Frognal Farm level crossing is on a private road giving access to a small number of houses and a farm, and until March this year, users had to open the gates themselves, having first telephoned the Network Rail signaller to confirm that it was safe to cross the line.

In March, Network Rail installed power operated gate opening (POGO) equipment at the crossing, which meant users were still urged to telephone for permission to cross, but were then able to press a button to open the gates, without having to cross the line on foot.

The Rail Accident Investigation Branch (RAIB) said: “On this occasion there is no evidence that the driver of the delivery van made a telephone call to the signaller. However, the signage provided at the crossing was not, in the RAIB’s view, clear.

“In light of this accident RAIB has issued the following urgent safety advice: ‘Network Rail should urgently review the design and wording of the warning/instruction signs at user worked crossings with POGO equipment, to ensure that the instructions are clear, and alert users to the nature and severity of the risks’.”

The concern was that while there was signage visible at the crossing, it was not replicated next to the button which opened the gates.

However, a Network Rail spokesperson confirmed that the Frognal Farm crossing no longer featured POGO equipment following the crash and had now reverted to its previous operation, with a simple gate, and that the requirement to call the signaller before crossing remained - all of which is outlined in new signage.

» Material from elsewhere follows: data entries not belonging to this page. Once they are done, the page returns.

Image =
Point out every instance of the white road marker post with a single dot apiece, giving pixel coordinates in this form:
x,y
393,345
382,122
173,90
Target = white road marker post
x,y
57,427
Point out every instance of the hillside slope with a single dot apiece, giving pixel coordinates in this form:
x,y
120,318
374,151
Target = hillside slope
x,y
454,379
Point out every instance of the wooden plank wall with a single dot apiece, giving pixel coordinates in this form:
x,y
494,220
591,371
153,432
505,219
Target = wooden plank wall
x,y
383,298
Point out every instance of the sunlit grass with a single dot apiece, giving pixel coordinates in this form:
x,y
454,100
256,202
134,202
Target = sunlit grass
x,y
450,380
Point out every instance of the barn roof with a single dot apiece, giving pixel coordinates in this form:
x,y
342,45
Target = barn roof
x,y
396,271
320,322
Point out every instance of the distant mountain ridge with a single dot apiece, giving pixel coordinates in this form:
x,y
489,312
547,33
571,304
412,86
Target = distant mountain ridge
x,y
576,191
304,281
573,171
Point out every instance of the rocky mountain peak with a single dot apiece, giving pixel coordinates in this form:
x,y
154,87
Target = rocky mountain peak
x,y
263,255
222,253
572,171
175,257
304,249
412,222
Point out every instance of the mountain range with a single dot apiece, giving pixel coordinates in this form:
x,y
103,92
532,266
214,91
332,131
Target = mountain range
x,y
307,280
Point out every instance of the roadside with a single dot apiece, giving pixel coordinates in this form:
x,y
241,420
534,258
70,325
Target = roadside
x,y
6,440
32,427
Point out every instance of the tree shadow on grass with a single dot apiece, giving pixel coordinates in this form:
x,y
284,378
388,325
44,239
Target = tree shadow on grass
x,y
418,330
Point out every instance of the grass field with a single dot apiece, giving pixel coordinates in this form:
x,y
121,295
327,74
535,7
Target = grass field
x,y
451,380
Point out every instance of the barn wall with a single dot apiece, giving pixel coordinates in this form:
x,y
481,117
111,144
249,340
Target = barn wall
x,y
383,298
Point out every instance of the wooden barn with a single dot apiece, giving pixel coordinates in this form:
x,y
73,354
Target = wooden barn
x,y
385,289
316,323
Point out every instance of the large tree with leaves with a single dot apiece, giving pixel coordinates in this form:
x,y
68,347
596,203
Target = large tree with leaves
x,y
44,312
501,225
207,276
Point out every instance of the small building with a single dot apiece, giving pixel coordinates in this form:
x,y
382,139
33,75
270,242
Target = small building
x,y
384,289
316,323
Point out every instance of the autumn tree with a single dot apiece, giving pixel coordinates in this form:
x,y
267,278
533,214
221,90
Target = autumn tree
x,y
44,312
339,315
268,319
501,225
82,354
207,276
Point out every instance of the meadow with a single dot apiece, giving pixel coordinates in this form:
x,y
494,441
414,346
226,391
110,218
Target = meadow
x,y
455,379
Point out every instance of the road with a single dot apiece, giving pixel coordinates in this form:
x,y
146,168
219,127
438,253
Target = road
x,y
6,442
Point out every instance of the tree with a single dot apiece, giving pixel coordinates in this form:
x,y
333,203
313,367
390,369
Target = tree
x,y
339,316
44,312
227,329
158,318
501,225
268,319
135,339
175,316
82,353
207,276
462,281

The spokesperson added that Network Rail’s only two remaining POGO crossings in the south east were both in Sussex, have red/green warning lights for users and have also recently been ergonomically assessed.

A full investigation by the branch will consider the way in which level crossings have been upgraded with POGO equipment, including the risk assessment and design process, the safety record of such crossings, the provision of information for regular and occasional users of private level crossings, and any underlying management or regulatory factors.

The probe is independent of any investigation by the railway industry, the British Transport Police or by the industry’s regulator, the Office of Rail and Road.